If \(\det A = 0\), the equations are either inconsistent (no solution) or dependent (infinitely many solutions). Geometrically, this represents how three planes interact in 3D space:

  • Unique Solution: The three planes meet at a single point.
  • No Solution: The planes might form a triangular prism or be parallel.
  • Infinite Solutions: The planes meet along a line (a "sheaf") or are all the same plane.

Common Mistake: Students often forget that if \(\det A = 0\), you must use substitution or Gaussian elimination to find out why it failed (is it a sheaf or a prism?).

6. Eigenvalues and Eigenvectors

This sounds intimidating, but the concept is beautiful.
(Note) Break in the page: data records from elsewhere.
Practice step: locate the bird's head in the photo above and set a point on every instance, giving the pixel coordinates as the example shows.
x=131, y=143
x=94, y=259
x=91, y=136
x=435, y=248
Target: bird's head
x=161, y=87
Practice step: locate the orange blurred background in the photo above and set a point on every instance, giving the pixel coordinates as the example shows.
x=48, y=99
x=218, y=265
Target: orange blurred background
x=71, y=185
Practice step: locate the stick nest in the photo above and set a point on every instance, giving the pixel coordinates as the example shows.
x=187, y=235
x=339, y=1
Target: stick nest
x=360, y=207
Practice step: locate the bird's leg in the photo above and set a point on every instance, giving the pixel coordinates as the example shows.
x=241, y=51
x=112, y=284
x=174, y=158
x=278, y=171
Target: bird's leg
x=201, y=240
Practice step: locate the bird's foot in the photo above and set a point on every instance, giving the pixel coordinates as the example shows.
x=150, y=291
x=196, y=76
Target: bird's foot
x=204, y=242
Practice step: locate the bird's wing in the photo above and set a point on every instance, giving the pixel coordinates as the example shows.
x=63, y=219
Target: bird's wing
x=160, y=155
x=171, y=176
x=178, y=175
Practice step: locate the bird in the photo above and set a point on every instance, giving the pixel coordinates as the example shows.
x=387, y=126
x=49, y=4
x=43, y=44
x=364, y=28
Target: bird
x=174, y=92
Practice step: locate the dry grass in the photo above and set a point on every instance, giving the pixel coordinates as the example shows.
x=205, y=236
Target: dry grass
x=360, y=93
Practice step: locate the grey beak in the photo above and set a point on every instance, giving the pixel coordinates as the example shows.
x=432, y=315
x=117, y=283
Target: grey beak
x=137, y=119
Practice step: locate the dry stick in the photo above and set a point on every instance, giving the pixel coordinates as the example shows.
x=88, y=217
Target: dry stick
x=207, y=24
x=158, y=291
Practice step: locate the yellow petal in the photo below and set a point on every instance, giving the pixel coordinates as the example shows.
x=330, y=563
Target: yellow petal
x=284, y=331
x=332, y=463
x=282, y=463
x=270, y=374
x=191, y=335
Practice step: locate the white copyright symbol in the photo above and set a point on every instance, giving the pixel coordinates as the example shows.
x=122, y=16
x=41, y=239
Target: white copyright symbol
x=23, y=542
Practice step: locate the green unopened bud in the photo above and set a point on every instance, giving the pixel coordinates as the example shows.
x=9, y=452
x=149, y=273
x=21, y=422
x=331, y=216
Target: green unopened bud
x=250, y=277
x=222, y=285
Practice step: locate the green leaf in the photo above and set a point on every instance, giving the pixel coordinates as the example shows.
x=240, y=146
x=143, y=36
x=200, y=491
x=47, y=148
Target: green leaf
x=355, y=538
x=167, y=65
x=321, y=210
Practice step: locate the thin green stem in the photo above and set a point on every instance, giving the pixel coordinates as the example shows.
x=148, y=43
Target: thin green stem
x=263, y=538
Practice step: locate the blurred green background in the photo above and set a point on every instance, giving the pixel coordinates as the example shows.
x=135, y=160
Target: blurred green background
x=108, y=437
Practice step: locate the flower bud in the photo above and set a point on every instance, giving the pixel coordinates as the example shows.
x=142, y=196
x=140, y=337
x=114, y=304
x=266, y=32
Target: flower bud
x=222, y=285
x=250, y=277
For a matrix \(A\), an eigenvector is a specific direction that does not change direction when the transformation is applied. It only gets stretched or squashed by a scale factor called the eigenvalue (\(\lambda\)).

The Characteristic Equation

To find the eigenvalues, we solve: \(\det(A - \lambda I) = 0\).
This gives us a polynomial equation in \(\lambda\). Once we have \(\lambda\), we plug it back into \((A - \lambda I)\mathbf{v} = 0\) to find the vector \(\mathbf{v}\).

Diagonalisation

If a matrix has enough eigenvectors, we can write it in a "diagonal" form:
\(\mathbf{M} = \mathbf{UDU}^{-1}\)
Where \(\mathbf{D}\) is a diagonal matrix of eigenvalues and \(\mathbf{U}\) is a matrix of eigenvectors.
Why do this? It makes calculating powers of matrices incredibly easy: \(\mathbf{M}^n = \mathbf{UD}^n\mathbf{U}^{-1}\). You only have to raise the numbers on the diagonal to the power of \(n\)!

Summary Checklist

- Arithmetic: Can you multiply rows by columns?
- Transformations: Do you remember that order is Right-to-Left?
- Determinants: Can you calculate a \(3 \times 3\) determinant and factorise it using row/column operations?
- Inverses: Do you know the steps for a \(3 \times 3\) inverse?
- Systems: Can you explain why three planes might not have a single meeting point?
- Eigen: Can you solve the characteristic equation to find \(\lambda\)?

Don't worry if this seems like a lot! Matrices are a skill that improves with practice. Keep drawing the transformations and calculating the determinants, and the patterns will start to make sense.